Objective 1.4 - Network Attacks

Evil Twin

a rogue access point with the same SSID as a legitimate access point

Rogue Access Point

A wireless access point that provides an attacker with unauthorized access to the traffic going over the network.

Bluesnarfing

refers to the unauthorized access to, or theft of information from, a Bluetooth device.

Bluejacking

An attack that sends unsolicited messages to Bluetooth-enabled devices.

Dissassociation

effectively removes a wireless client from a wireless network. Attackers send a disassociation frame to the AP with a spoofed MAC address of the victim.

Jamming

A DoS attack against wireless networks. It transmits noise on the same frequency used by a wireless network.

Radio Frequency Identifier (RFID) Attack

Sniffing or Eavesdropping, Replay, or DoS attacks using an RFID reader and tag

Near Field Communication (NFC) Attack

The act of intercepting at close range (a few inches) communications between two mobile operating system devices.

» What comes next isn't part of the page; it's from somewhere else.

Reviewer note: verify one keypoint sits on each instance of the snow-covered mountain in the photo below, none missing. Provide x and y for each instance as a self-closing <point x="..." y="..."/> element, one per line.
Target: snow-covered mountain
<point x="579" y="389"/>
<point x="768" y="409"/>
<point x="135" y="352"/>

Initialization Vector (IV) Attack

A wireless attack that exploits the reuse of an initialization vector (IV) during WEP encryption.

On-path attack

(formerly known as a man-in-the-middle attack) intercepts communications between two systems.

ARP Poisoning

an attack that convinces the network that the attacker's MAC address is the one associated with an allowed address so that traffic is wrongly sent to the attacker's machine

MAC Flooding

An attack that sends numerous packets to a switch, each of which has a different source MAC address, in an attempt to use up the memory on the switch. If this is successful, the switch will change state to failopen mode.

MAC Cloning

An attack in which an attacker falsifies the factory-assigned MAC address of a device's network interface

Domain Hijacking

An attack that changes the registration of a domain name without permission from the owner.

DNS Poisoning

An attack that substitutes DNS addresses so that the computer is automatically redirected to an attacker's device.

URL Redirection

Also called URL forwarding, is a World Wide Web technique for making a web page available under more than one URL address.

Domain Reputation

the internet tracks security posture and where people visit, email, malware, or site avoiding..

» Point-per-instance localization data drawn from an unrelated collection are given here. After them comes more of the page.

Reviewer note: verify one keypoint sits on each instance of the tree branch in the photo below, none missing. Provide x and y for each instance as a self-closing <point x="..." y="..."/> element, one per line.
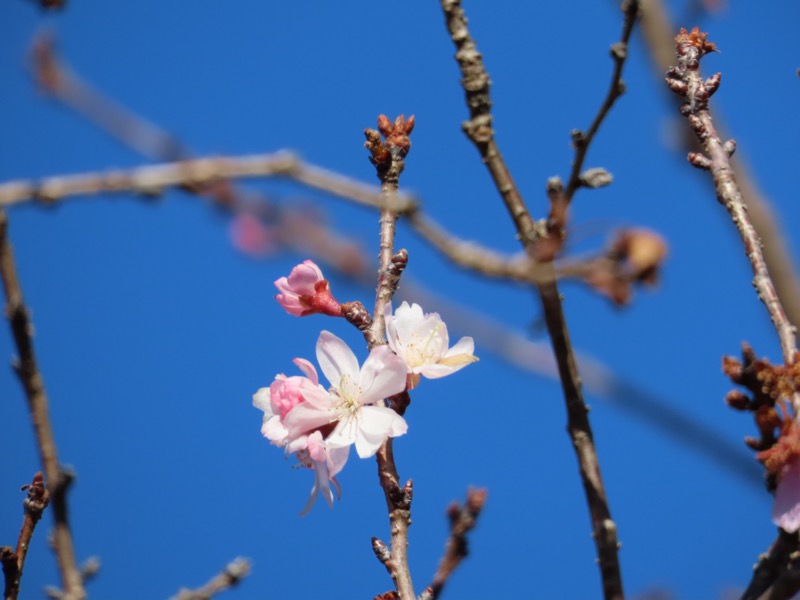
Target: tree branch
<point x="28" y="372"/>
<point x="388" y="157"/>
<point x="462" y="520"/>
<point x="658" y="32"/>
<point x="14" y="560"/>
<point x="686" y="81"/>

Distributed Denial of Service

An availability attack, to consume resources to the point of exhaustion from multiple vectors

Network DDoS

An attack where a botnet is set up to flood a victim's system with an enormous amount of traffic so that it is taken down. If a stateful firewall were to be used to prevent a network DDoS attack, it would prevent the traffic from entering your network/

Application DDoS

This is where the DDoS tries to flood a particular application, and the number of packets is known as requests per second (rps). This is where specially crafted packets are sent to the application so that it cannot cope with the volume.

Operational Technology (OT)

The source of a DDoS attack in which endpoints can be programmed and have an IP address.

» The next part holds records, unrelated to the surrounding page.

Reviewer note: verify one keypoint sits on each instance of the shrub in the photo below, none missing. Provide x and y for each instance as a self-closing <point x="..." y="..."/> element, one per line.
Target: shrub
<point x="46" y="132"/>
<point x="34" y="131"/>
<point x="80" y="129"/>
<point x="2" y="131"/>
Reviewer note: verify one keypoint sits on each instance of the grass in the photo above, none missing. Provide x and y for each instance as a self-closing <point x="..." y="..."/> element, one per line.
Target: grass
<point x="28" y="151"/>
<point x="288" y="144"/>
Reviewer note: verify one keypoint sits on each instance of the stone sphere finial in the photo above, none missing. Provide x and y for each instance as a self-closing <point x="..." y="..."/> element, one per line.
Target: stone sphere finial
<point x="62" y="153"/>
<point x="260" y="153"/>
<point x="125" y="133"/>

Malicious code or script execution

Malicious code or scripts that are not malware Commonly PowerShell, Python, Bash, macros, and VBA

Powershell

A command-line interactive scripting environment that provides the commands needed for most management tasks in a Windows Server 2012/R2 environment.

Bluebugging

Taking control of a phone to make calls, send text messages, listen to calls, or read text messages.